Acknowledge an event, which shows that you have taken responsibility for managing that event. If you cannot continue to manage an event, it can be unacknowledged and then becomes available to other users.

When the fault has been corrected and the event requires no further attention, clear the event. It is then removed from the Event Browser.

Start diagnostic or other services to troubleshoot the event.

Use the following procedure to manage events in the Event Browser:


Step 1 Open the Event Browser window as described in the "Opening the Event Browser for One or More Selected Devices" section or the "Opening the Event Browser to Run a Query" section.

Step 2 (Optional) Change the view options:

To change sort order, choose Edit > Sorting Options, and select the desired fields to sort.

To change how the severity column is color-coded, choose View > Set Color Coding.

Step 3 (Optional) Turn automatic updating off or on:

Choose View > Enable Auto Update to toggle between automatic and manual updating.

Auto Update is the default state and allows you to view incoming events that are automatically updated in the window. If you are using manual updating, click Refresh periodically to see new events.

Step 4 (Optional) View event history to see any events from the last seven days that match the current query but have had their status changed by being acknowledged, cleared, or unacknowledged:

Choose View > Event History.

Step 5 Select one or more events by clicking event severity, name, time, or description.

Step 6 (Optional) View a full description of an event, including acknowledge and clearing details:

Double-click the event. The Full Event Description window displays. For more information, refer to the "About the Full Event Description Window" section.

Step 7 Do one of the following to change the event state, as appropriate:

To acknowledge that you are handling the event, click ACK. The indicator changes to the color of the severity of the event. Or, right click the event and choose Event State > Acknowledge from the drop-down menu.

To unacknowledge an event, right click the event and choose Event State > Unacknowledge from the popup menu.

To clear the event when it has been resolved, select the event, and click Clear Events. This displays the Events Clearing window. Enter the reason for clearing the event, and click Apply. The indicator changes to the new color of the severity of the event.

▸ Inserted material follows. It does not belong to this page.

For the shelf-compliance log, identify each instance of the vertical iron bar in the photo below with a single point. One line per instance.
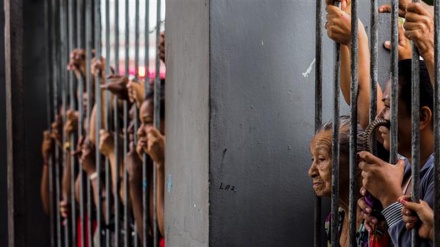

(If you acknowledged the event or are the administrator) To unacknowledge an event that is not resolved but you are not handling, click ACK.

Step 8 (Optional) Click Print, to save the contents of all or part of the Browser to a file or to print a paper copy.

Step 9 (If automatic updating is off) Click Refresh to view the new events that meet the current criteria.

Step 10 Close the Event Browser window.


Note Query criteria are discarded when you close the window.



About the Event Browser Window

Use the Event Browser window to view and manage events, either on devices selected in the Map Viewer or selected through a query. The window is shown in Figure 6-1.

Figure 6-1 Event Browser Window

Main Panel

The main panel in the Event Browser window, shown in Figure 6-1, displays information about events including:

Object name

Time the event was raised

Severity of the event (color-coded)

Description of the event

Two indicators, color-coded to the severity of the event, displays to the left of the object name:

Clear—An indicator to show if an event is active or cleared

Ack—An indicator to show if an event is acknowledged or unacknowledged


Note The option to unacknowledge an event is available only to an administrator or to the user who acknowledged the event initially.


Event Severity Color-Coding

Each event has a severity that indicates the importance of the event and is identified with a corresponding color as shown in Table 6-1.

Table 6-1 Colors Used to Indicate Severity 

 
Color
Severity of Event
 

Red

Critical

 

Orange

Major

 

Yellow

Minor

 

Cyan

Warning

 

Green

Normal

 

White

Informational


Status Bar Information

The Event Browser window also displays the following information in the status bar:

Progress bar (indicates that events are being added to the display)

Current Update status (this can be auto or manual)

Current query

Current sort order; for example, sort by time

Total number of events displayed (This number is shown in blue until it is acknowledged by the user by clicking the number.)


Note The Event Browser can display a maximum of 10,000 entries. The status bar indicates whether there are more events on the system.


About the Full Event Description Window

Double-clicking an event in the Event Browser displays the Full Event Description window (see Figure 6-2). This window provides details of the event, including acknowledge and clearing details.

Figure 6-2 Full Event Description Window


Note If the event has not been cleared, the Event State is Active and the Clearing Method, User Responsible for Clearing, and Clearing Time and Date sections are disabled. You cannot alter the information displayed.

If an event has been cleared, you can view the method used to clear it by clicking Clearing Event.


The Full Event description window displays the following information:

Object name—Name of the Cisco EMF managed object the event was reported against.

Time and Date—The time and date the event was reported.

Severity—The severity of the reported event.

Source Domain—The communications domain that reported the event.

Management Domain—The Management domain that reported the event.

Event Description—A brief description of the reported event.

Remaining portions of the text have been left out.